Dragon Bones is the first book in Patricia Briggs’ HUROG duology. Ward, our main character, has lived the past seven years of his life playing the role of a simpleton, ever since his father nearly beat him to death. His pretending has kept him alive all these years, but when his father dies in a hunting accident Ward is suddenly declared the heir of Hurog. He now has to convince his remaining family and friends that he has what it takes to rule Hurog, while also keeping his eyes on the threat posed by his uncle, who he isn’t sure he can trust.
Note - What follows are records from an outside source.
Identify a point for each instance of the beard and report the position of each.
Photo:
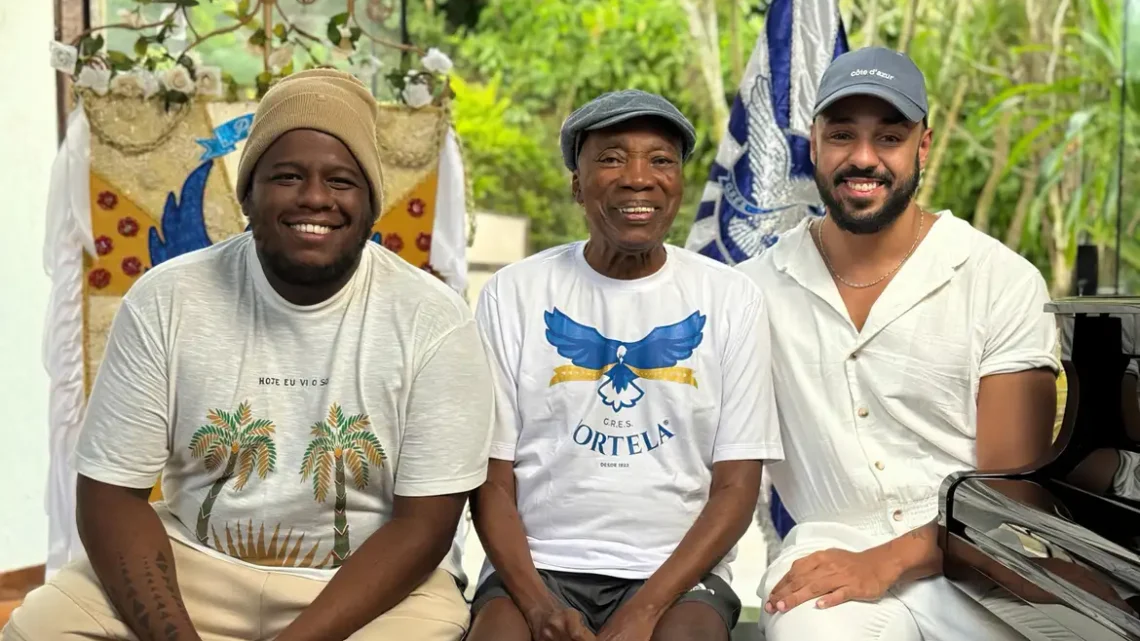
(896, 203)
(302, 274)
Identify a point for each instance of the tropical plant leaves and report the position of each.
(317, 447)
(261, 427)
(244, 468)
(219, 418)
(356, 422)
(243, 414)
(323, 477)
(369, 446)
(353, 459)
(217, 454)
(335, 416)
(204, 438)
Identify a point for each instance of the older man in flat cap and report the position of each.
(634, 407)
(318, 410)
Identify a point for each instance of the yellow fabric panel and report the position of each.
(407, 225)
(121, 229)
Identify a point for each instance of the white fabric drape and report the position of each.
(68, 234)
(449, 232)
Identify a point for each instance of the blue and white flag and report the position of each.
(760, 184)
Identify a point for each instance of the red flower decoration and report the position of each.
(98, 277)
(128, 226)
(103, 245)
(131, 266)
(393, 242)
(107, 200)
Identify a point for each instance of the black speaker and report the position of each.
(1084, 275)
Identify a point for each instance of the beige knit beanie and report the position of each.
(326, 100)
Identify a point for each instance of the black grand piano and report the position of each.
(1055, 550)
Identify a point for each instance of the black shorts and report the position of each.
(597, 597)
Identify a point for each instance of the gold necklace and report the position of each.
(827, 260)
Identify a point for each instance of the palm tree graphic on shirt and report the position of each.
(244, 444)
(340, 444)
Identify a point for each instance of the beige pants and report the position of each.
(227, 602)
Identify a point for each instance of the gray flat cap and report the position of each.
(619, 106)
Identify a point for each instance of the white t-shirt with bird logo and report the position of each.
(283, 432)
(615, 398)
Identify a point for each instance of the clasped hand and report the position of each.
(832, 577)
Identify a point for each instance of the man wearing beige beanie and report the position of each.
(317, 408)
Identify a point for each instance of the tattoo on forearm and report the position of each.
(156, 615)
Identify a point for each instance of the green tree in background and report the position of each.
(1025, 100)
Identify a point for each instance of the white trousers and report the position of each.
(931, 609)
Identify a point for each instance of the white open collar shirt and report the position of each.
(873, 420)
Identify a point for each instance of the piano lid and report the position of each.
(1057, 546)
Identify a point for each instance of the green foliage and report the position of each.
(514, 165)
(531, 63)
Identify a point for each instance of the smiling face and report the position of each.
(629, 183)
(310, 209)
(868, 159)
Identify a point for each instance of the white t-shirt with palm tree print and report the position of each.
(282, 432)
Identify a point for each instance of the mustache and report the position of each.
(884, 177)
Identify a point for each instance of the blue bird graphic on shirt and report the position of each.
(619, 364)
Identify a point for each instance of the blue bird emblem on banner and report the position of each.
(184, 227)
(226, 137)
(762, 181)
(619, 364)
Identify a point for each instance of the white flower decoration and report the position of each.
(436, 62)
(178, 79)
(210, 82)
(148, 81)
(416, 95)
(97, 80)
(281, 57)
(64, 57)
(366, 67)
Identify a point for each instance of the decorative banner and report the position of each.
(133, 187)
(226, 137)
(762, 183)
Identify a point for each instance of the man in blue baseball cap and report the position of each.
(906, 346)
(633, 407)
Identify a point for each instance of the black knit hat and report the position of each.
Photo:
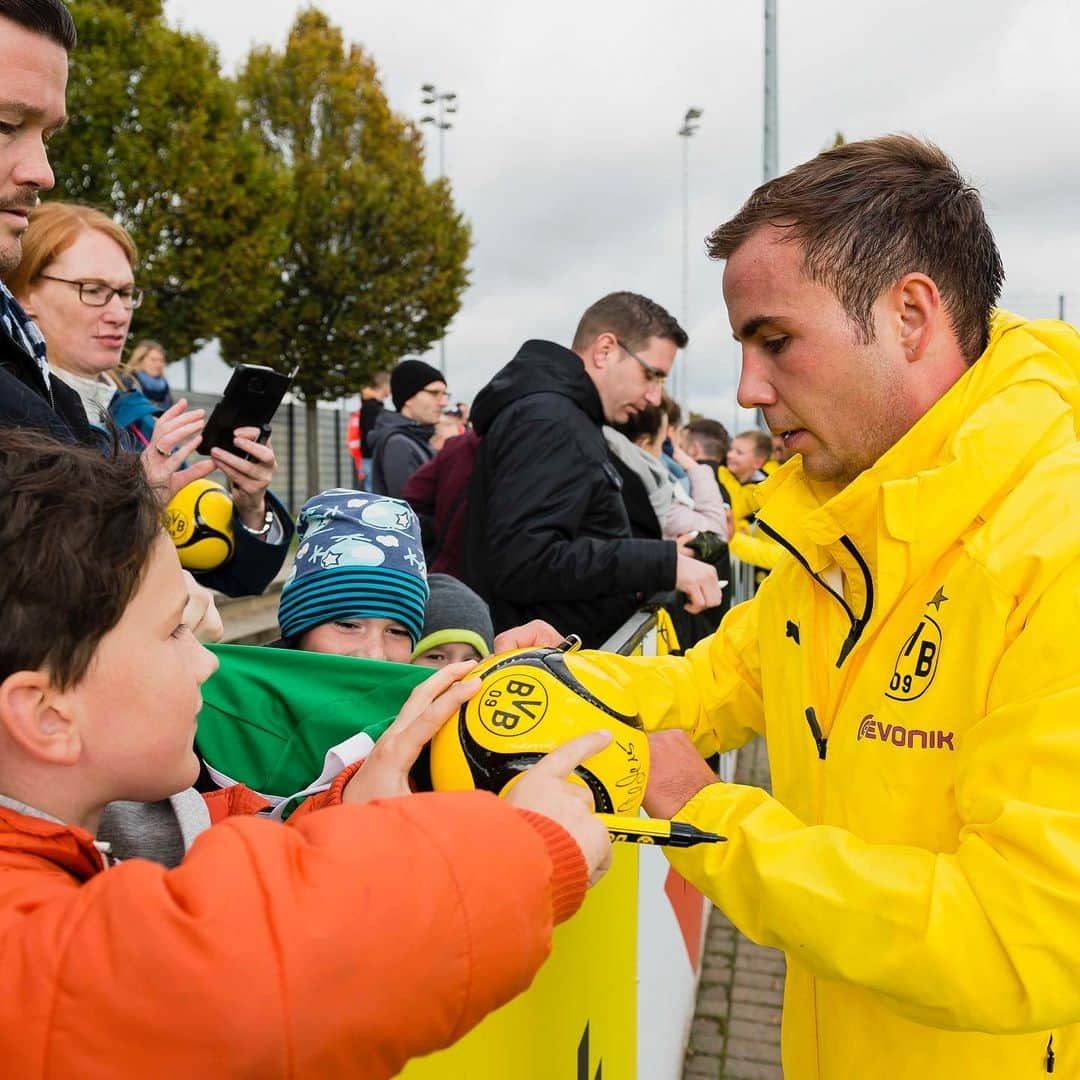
(409, 377)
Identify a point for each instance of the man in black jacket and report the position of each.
(36, 37)
(548, 535)
(401, 442)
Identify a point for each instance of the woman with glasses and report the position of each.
(77, 282)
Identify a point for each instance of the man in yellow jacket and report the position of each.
(912, 661)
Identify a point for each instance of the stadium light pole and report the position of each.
(689, 126)
(446, 104)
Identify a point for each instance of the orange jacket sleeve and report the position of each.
(340, 946)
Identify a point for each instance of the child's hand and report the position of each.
(535, 634)
(545, 790)
(429, 706)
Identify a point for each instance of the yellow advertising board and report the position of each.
(578, 1021)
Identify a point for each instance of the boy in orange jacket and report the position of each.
(136, 939)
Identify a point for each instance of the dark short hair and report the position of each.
(631, 318)
(866, 214)
(761, 442)
(76, 531)
(711, 435)
(48, 17)
(646, 421)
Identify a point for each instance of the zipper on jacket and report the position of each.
(821, 741)
(858, 622)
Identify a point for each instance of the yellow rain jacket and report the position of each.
(919, 859)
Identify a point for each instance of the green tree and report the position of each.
(374, 265)
(156, 138)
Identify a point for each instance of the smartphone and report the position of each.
(251, 400)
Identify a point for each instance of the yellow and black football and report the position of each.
(531, 701)
(199, 520)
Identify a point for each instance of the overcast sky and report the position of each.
(565, 158)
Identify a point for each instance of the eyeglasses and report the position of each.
(96, 294)
(651, 374)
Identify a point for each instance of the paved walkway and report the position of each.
(736, 1034)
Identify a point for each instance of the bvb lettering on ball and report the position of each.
(531, 701)
(199, 520)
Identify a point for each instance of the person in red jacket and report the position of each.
(138, 939)
(439, 493)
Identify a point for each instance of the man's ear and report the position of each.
(37, 719)
(603, 349)
(918, 306)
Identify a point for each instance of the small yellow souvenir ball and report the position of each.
(199, 518)
(531, 701)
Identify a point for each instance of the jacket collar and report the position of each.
(961, 457)
(30, 833)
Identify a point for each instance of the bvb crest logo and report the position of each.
(917, 663)
(513, 705)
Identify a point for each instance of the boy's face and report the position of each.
(450, 653)
(369, 638)
(137, 703)
(743, 460)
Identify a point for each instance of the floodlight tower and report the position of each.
(690, 124)
(446, 104)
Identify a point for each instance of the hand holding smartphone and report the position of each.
(250, 401)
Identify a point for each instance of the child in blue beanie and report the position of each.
(359, 585)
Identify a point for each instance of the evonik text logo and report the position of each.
(904, 738)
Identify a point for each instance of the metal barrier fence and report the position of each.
(741, 585)
(289, 444)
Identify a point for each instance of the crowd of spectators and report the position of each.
(916, 860)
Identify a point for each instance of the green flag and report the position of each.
(270, 716)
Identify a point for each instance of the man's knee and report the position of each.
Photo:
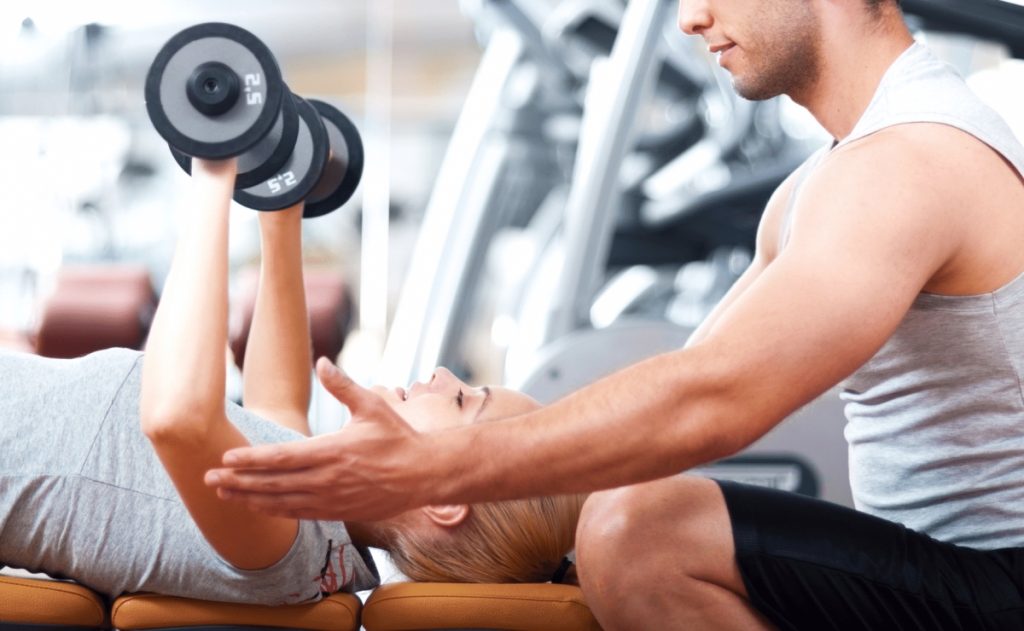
(631, 531)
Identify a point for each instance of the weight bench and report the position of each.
(542, 606)
(36, 604)
(140, 612)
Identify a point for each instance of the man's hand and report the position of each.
(366, 471)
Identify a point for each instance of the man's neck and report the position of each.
(852, 66)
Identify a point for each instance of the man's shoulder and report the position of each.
(924, 159)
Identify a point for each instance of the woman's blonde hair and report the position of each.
(515, 541)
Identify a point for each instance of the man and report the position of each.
(891, 262)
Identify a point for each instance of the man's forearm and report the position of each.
(650, 420)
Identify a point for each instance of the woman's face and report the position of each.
(445, 402)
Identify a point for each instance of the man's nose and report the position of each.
(694, 16)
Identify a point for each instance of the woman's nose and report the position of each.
(442, 378)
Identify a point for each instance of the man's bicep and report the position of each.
(825, 305)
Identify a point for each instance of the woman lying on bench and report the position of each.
(103, 456)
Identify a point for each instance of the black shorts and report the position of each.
(813, 565)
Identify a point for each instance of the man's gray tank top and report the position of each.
(936, 418)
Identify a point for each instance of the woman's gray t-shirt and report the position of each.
(84, 496)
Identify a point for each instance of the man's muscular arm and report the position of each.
(867, 234)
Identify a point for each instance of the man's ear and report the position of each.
(448, 515)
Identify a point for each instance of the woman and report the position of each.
(101, 478)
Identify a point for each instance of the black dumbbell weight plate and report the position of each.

Although I’m a big fan of Briggs’ MERCY THOMPSON books, I often find myself wishing she would return to the high fantasy novels she produced earlier in her writing career. Dragon Bones and its sequel aren’t my favorite of her earlier works (in my opinion the later RAVEN duology is much better), but they do represent some of her strengths as a fantasy writer: namely, her ability to create a rich fantasy world without getting too bogged down in mythology, while also creating personable characters to populate it. Ward is definitely the sort of character you find yourself rooting for.
Briggs’ fantasy is accessible but that doesn’t mean it’s boring. The plot in Dragon Bones suffers from a certain jumpiness at times, but it moves at a quick enough pace that you don’t mind too much. Briggs isn’t quite skilled enough to write the political machinations without them coming off as clunky, but overall this book is a pleasant enough read.
I listened to the audio version of Dragons Bones, read by Joe Manganiello. I wasn’t a huge fan of the reader as his narration has a monotonous quality to it. The different characters’ voices had very little range, and the women almost none at all. If you can manage it, skip the audio and read this book the old-fashioned way.